Mavi bir araba aldınız ve her yerde bu renkte arabalar mı görmeye başladınız?
Bunun geçici bir moda olduğunu ve şu anda herkesin aynı renk araba aldığını düşünmüş bile olabilirsiniz.
Aslında belki de her zaman aşağı yukarı aynı sayıda bu renk araç vardı ama siz farkında değildiniz.
Frekans yanılsaması olarak bilinen ve çok yaygın olan bu olgu, muhtemelen herkesi hayatının bir noktasında etkiliyor ve son zamanlarda sizin için önemli hale gelen şeylere dikkat etmeye başladığınızda ortaya çıkıyor.
Baader-Meinhof fenomeni (olgusu) olarak da bilinen bu kavram hafıza ile ilgili.
‘Baader-Meinhof fenomeni ismi, 1994 yılında bir Alman forumunda bir kullanıcının 1970’lerde Alman radikal sol grubu Kızıl Ordu Fraksiyonu’nun (RAF) adını – iki liderinin soyadlarından dolayı Baader-Meinhof olarak da biliniyor – bir kez andıktan sonra her yerde fark etmeye başladığını anlatmasıyla gündeme gelmişti.
Bu durum diğer katılımcıların da kendi deneyimlerini paylaşmalarına yol açtı, böylece bu isimle anılmaya başlandı. Ancak bu yeni bir olgu değildi.
Harvard Üniversitesi Psikoloji ve Biyoloji bölümünden Dr. Neha Pathak, sağlık sitesi WebMD’de yayınlanan bir makalesinde, “Bir şey hakkında bilgi sahibi olduğunuzda, o şey daha sık karşınıza çıkıyor gibi görünür” diyor.

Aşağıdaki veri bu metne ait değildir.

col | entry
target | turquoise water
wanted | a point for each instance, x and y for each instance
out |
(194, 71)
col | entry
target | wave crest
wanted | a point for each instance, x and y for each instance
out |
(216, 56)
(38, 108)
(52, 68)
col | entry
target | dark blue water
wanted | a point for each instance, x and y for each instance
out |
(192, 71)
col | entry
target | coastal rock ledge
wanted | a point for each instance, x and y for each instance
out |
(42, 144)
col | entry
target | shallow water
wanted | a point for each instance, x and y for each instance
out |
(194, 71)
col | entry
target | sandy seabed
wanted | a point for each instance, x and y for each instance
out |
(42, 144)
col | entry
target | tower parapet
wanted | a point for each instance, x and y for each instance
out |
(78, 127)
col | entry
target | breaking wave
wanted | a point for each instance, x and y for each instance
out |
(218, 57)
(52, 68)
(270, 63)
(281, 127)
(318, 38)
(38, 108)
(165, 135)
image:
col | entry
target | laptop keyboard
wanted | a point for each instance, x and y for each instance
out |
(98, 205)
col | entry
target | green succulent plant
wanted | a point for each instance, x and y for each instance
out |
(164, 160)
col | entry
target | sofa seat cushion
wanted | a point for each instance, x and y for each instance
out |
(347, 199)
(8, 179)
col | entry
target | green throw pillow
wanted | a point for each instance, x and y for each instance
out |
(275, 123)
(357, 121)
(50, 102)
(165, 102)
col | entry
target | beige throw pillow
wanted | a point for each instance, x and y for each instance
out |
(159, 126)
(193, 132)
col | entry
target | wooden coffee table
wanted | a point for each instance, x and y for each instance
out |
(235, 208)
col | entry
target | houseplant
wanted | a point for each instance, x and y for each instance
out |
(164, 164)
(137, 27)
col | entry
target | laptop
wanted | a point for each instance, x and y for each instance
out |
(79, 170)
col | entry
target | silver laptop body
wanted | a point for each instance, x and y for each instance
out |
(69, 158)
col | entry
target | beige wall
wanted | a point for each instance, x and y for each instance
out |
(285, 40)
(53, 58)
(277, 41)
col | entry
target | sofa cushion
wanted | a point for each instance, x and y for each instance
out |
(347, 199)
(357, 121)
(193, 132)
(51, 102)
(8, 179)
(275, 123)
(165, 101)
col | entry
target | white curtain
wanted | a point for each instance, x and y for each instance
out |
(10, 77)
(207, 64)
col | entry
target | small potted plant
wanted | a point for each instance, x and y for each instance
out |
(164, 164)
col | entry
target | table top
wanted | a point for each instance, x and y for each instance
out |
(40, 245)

“Önce, bir şeyin daha sık ortaya çıkmaya başladığına inanırsınız. Ardından, o kelimenin ya da olgunun şimdi ne kadar sık görüldüğüne kendinizi ikna edersiniz, buna doğrulama önyargısı denir. Aslında sıklık artmamıştır ama beyniniz sizi arttığına ikna etmiştir.”

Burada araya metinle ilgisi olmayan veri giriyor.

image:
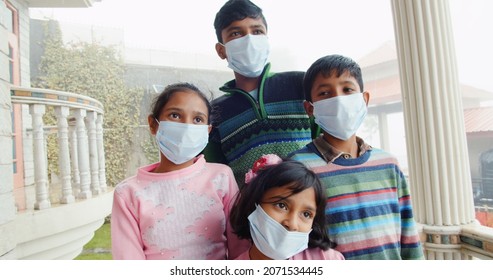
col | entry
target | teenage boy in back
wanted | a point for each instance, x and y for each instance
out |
(368, 202)
(260, 112)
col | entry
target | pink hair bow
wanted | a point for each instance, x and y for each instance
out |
(265, 160)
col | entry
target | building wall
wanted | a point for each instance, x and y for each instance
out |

Stanford Üniversitesi’nde dilbilim profesörü olan ve 2005 yılında “frekans yanılsaması” terimini ilk kez ortaya atan Arnold Zwicky’ye göre, bu olgu iyi bilinen iki psikolojik sürecin sonucunda ortaya çıkıyor.
Bir yandan algıda seçicilik devreye girerek herhangi bir anda bizim için önemli olana odaklanmamızı ve geri kalanı bir kenara atmamızı sağlıyor; bu, öğrenmenin anahtarı olan bir süreç.

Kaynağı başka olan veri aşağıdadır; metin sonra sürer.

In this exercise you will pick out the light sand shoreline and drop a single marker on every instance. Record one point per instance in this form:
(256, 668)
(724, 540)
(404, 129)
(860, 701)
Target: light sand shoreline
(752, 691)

Diğer yandan, o anda üzerinde yoğunlaştığımız konuyu destekleyen şeyleri aramamıza neden olan doğrulama önyargısı devreye giriyor; daha fazla mavi araba gördüğümüzde, bunların daha yaygın olduğuna inanırız, bu da bu renkte daha fazla araba olduğuna dair inancımızı daha da kesinleştirir.
Doğrulama önyargısı, genel olarak bilişsel önyargılar olarak adlandırılan şeylere de yol açabilir; zira insanlar dünyanın nasıl işlediğine dair açıklamalar aramaya şartlanmıştır ve bulduğumuz açıklamalara uyum sağlarız.
Böylelikle bu yanılsama beynin herkeste ayrı ayrı nasıl çalıştığıyla bağlantılıdır.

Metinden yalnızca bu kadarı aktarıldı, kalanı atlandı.